One of the reasons that this is a syndrome is due to the same tendon/muscle complex can cause pain in so many places. These include:
- Arch area
- Navicular Tuberosity
- Medial Foot and Ankle
- Medial Shin
- Posterior Tibia
This study has linked the pain in the medial tibia to hyperpronation.
This study has linked the pain in the medial shin to arch collapse via the navicular drop test.
This article ties the improvement in pain with the use of orthotic devices.
This article ties the improvement in pain with improvement in knee valgus.
It was back in the 1980s when rotatory stress and resultant abnormal muscle pull was finally added to the list of causes of stress fractures. Non-weight bearing bones like the pelvis (ischial tuberosities) and chest (ribs) were breaking and blamed on excessive or abnormal muscle pull. The sports medicine world was so excited that stress fractures could be unrelated to poor shock absorption. Of course, it could be both at times, and one of those areas concerns medial shin splints. 10% of cross country runners that do not clear their early season shin splints should be worked up for tibial stress fractures.

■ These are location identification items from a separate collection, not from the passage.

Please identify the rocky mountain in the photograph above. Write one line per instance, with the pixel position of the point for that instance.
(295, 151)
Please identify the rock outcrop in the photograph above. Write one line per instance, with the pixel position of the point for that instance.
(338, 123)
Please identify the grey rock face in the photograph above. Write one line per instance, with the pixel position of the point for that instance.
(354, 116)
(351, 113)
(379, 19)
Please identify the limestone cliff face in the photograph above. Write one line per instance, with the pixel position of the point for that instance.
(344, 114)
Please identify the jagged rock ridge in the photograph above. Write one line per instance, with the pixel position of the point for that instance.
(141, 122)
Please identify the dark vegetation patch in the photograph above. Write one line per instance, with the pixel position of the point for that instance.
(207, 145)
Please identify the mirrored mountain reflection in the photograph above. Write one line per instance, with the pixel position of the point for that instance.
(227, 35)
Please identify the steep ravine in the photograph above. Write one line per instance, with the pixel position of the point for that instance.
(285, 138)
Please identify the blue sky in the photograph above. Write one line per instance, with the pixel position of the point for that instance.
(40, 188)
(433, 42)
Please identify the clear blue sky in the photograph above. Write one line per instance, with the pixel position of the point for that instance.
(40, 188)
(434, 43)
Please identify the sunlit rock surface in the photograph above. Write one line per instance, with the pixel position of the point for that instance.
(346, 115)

>> Anatomy, Bony Pelvis and Lower Limb: Tibialis Posterior Muscle
The fibula also is a bone that develops stress fractures with abnormal peroneal muscle firing and has no relationship to weight bearing.

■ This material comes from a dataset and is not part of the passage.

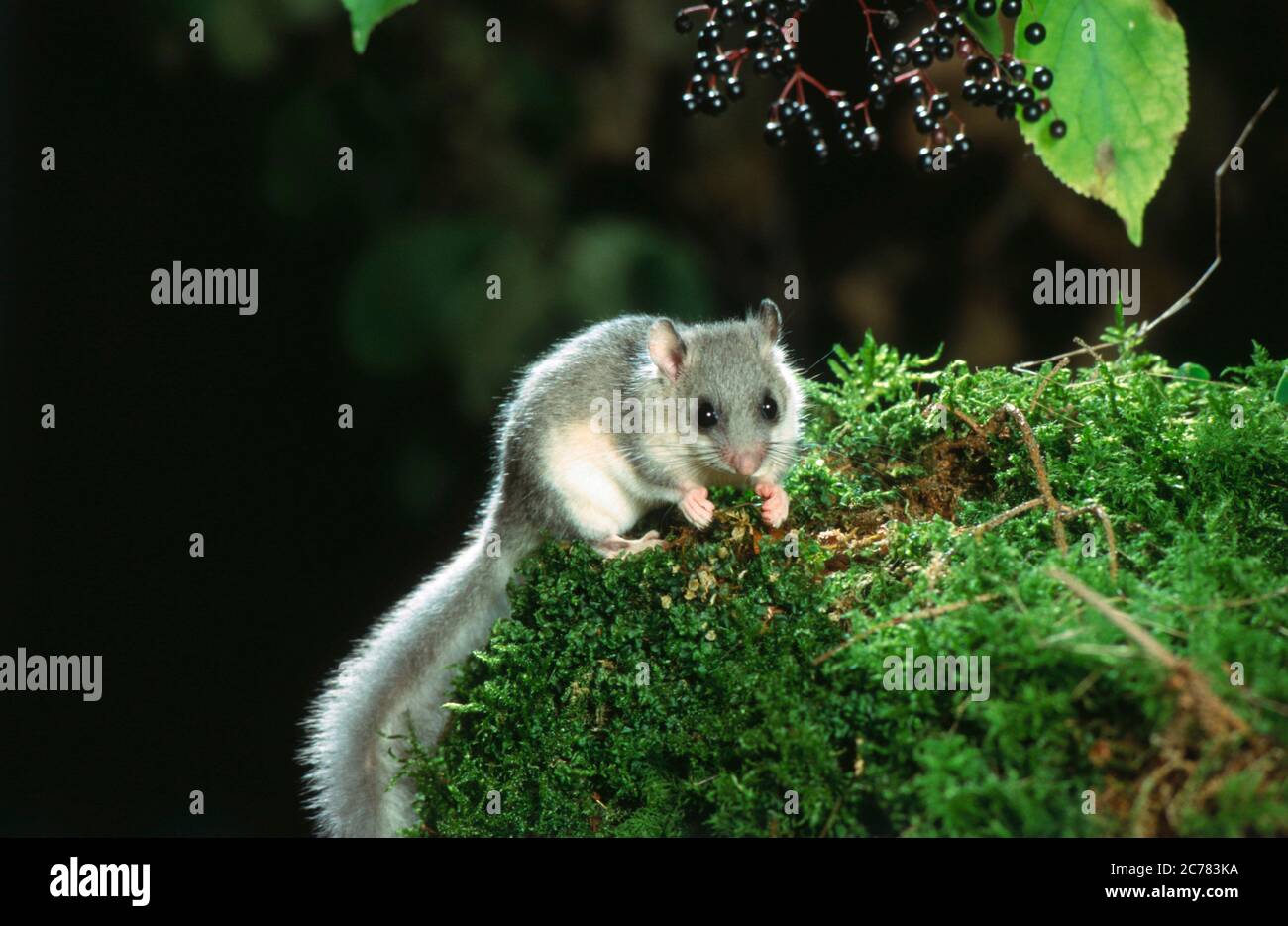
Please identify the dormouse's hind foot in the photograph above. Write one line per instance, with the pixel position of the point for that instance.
(623, 547)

Why am I bringing this up? Patients who present with medial shin splints, typically along the posterior medial border of the tibia, are typically blamed on the posterior tibial tendon and/or poor shock absorption. The treatment can be centered on pronation control with orthotic devices and stable shoes, or better shock absorption from orthotic devices and neutral shoes. Podiatrists tend to think more pronation caused, and other sports medicine disciplines more shock absorption caused. Both the rotatory forces of abnormal pronation called pronatory moments, or the excessive vertical forces of GRF (components from each of the 3 planes involved), can cause shin splints or occult stress fractures. Therefore the muscle pull for pronatory deceleration, the muscle pull for bone protection, or the GRF and tibial compression forces can cause the classic periostitis, muscle myositis, or tibial stress reactions/fractures. Your gait evaluation of their running gait in their present shoes will probably teach you the most for discernment as to the appropriate treatment direction.
When you first see these patients, it is important to check for over pronation, and/or shock absorption problems. It is also important to rule out Vitamin D deficiency and other bone health concerns (like inadequate caloric intake). Talk to them about how they train as it may be obvious that they run too many downhills, or too many days in a row, or that they are increasing their weekly mileage too fast. Some runners overstride and therefore slam their heels too hard. Some runners are too stable and hard of a shoe, or a shoe that is too unstable for them. The list goes on, but if you can help a little in multiple areas, like having them run every other day, not running downhill at the end of their runs, you can dramatically help them.
Stress fractures of the tibia are common, but typically present with pain in the same area. The tibial compression test is a great help identifying these patients, along with x-rays. The compression test will be from anterior to posterior with your forearm behind the leg and your other palm pushing downward from anterior to posterior. The palm pressure should be 3-4 inches above the point of maximal tenderness described or pointed to by the patient. A negative tibial compression test is pretty conclusive for no stress fracture, a fracture you may never see on x-rays.